Stratasys opens up new additive avenues with "infinite-build" technology

According to the company, the Infinite-Build 3D Demonstrator and Robotic Composite 3D Demonstrator build on Stratasys’ expertise in industrial fused deposition modelling (FDM) 3D printing to help manufacturers design and build parts with credible structural integrity but at a fraction of the time and cost.

Common to both the Infinite-Build 3D Demonstrator and Robotic Composite 3D Demonstrator is an approach to FDM extrusion that increases throughput and repeatability. Both use a worm drive filament extruder that winds filament through the print head to increase the sort of flow pressure required for composite extrusion.
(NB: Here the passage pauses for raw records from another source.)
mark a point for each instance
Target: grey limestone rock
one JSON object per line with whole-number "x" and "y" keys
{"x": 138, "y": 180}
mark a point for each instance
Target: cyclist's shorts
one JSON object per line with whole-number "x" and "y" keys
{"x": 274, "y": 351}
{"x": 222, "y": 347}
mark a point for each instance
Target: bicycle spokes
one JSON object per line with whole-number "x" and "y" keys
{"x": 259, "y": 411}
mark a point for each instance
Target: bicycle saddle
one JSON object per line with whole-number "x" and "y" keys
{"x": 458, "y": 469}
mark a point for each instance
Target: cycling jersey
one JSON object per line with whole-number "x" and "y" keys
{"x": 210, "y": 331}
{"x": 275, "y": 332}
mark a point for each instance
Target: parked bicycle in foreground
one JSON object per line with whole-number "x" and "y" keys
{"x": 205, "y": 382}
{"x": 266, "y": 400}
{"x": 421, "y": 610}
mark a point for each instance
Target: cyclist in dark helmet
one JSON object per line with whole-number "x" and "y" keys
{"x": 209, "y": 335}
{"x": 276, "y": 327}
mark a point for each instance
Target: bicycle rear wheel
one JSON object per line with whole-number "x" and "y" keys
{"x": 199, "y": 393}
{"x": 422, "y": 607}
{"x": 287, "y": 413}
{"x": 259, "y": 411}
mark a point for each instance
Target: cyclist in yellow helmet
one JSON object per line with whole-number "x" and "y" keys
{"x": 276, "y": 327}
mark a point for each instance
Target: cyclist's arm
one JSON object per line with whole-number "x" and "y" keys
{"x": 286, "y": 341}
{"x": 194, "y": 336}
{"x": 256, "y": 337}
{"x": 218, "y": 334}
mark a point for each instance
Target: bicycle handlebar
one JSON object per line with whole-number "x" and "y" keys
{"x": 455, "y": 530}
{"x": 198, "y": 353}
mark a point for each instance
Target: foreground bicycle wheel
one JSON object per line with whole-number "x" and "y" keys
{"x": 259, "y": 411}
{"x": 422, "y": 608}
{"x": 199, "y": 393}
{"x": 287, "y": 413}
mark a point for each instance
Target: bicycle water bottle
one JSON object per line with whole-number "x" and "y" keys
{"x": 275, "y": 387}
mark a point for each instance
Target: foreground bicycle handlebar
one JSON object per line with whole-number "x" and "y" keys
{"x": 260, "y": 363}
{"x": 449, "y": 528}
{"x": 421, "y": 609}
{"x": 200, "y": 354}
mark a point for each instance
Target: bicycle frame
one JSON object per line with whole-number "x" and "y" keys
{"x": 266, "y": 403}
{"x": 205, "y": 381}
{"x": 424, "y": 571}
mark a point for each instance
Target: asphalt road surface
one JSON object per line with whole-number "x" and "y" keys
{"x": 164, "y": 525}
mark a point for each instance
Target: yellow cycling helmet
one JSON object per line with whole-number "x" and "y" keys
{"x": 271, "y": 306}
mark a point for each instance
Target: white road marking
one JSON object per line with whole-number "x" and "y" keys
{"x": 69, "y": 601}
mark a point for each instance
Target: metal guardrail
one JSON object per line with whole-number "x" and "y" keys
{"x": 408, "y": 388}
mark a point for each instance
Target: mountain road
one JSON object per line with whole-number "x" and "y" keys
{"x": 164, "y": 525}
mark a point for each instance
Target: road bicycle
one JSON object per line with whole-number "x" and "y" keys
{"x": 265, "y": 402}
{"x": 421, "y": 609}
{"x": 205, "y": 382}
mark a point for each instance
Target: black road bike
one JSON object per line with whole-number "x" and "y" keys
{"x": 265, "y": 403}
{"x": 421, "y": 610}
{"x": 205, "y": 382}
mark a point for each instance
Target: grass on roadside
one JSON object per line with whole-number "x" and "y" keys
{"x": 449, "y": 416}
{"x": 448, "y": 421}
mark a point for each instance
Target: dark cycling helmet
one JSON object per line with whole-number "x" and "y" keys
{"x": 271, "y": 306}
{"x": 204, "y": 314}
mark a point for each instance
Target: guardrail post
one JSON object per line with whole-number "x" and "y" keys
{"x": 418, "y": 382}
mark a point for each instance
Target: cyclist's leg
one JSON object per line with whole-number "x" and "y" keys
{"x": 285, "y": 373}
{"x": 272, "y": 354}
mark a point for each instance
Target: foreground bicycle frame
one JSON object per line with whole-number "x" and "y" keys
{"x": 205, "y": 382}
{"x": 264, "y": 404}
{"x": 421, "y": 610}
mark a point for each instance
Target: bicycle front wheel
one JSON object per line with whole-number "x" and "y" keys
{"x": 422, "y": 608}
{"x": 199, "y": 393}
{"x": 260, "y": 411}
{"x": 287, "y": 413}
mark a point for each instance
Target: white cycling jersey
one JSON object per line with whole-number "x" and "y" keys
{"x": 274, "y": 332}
The Infinite-Build 3D Demonstrator is designed to address the requirements of aerospace, automotive and other industries for large lightweight, thermoplastic parts with repeatable mechanical properties.

To do so, the traditional 3D printer concept has been turned on its side to realise an approach to building parts that prints on a vertical plane to produce parts that are measured in feet rather than inches.

According to Richard Garrity, president of Stratasys Americas, the system has utility across jigs and fixtures, tooling, and production parts. Garrity added that the system produces parts 10 times more quickly than other FDM technologies.

“When you can convert jigs and fixtures into a thermoplastic material you can produce them on demand, literally overnight,” he said. “They are personalised, customised to a given worker or to a given process.”

Boeing, which has approximately 30,000 AM parts installed in its commercial and defence platforms, helped define the requirements and specifications for the demonstrator and is currently using an Infinite-Build 3D Demonstrator to further explore the production of low volume, lightweight parts.

Ford Motor Company is also exploring automotive manufacturing applications for this demonstrator, and will evaluate this new technology.

Furthermore, Ford and Stratasys will work together to test and develop new applications for automotive-grade 3D printed materials that were not previously possible due to limited size.

Dr Ellen Lee, technical leader, additive manufacturing research, Ford Motor Company said: “What we’ve been doing in the past – prototyping, design verification, and looking at quick iterations for designs – has helped us to be more efficient and reduce our cycle times. Now, we’re looking at more functional applications. The reason why is because additive manufacturing gives…design freedoms that allow us to [further] reduce our cycle times.

“Some tools can take months to make. Now, if we can reduce that to days for a printed tool we can start look at reducing or eliminating the time associated with making prototype tooling and eventually production tooling.”

Stratasys’ Robotic Composite 3D Demonstrator, developed in conjunction with Siemens, removes steps such as manual lay up and curing in an autoclave to produce composite parts in 3D. Garrity added that the traditional composite process can be difficult in terms of scaling, and rendering the types of detail that are often required in parts.”

By comparison, the Robotic Composite 3D Demonstrator delivers 3D printing by using an 8-axis motion system (a six axis robot with two axis rotary positioner) that enables precise, directional material placement for strength while also reducing the need for support structures and eradicating layer transitions.

“We’re not in the business of inventing a specific output,” said Ilan Levin, Stratasys CEO. “What we are trying to do is identify applications and deliver upon those applications as best we can and provide as much value as we can.

Both machines will be demonstrated at the International Manufacturing Technology Show in Chicago between Sept 12-17.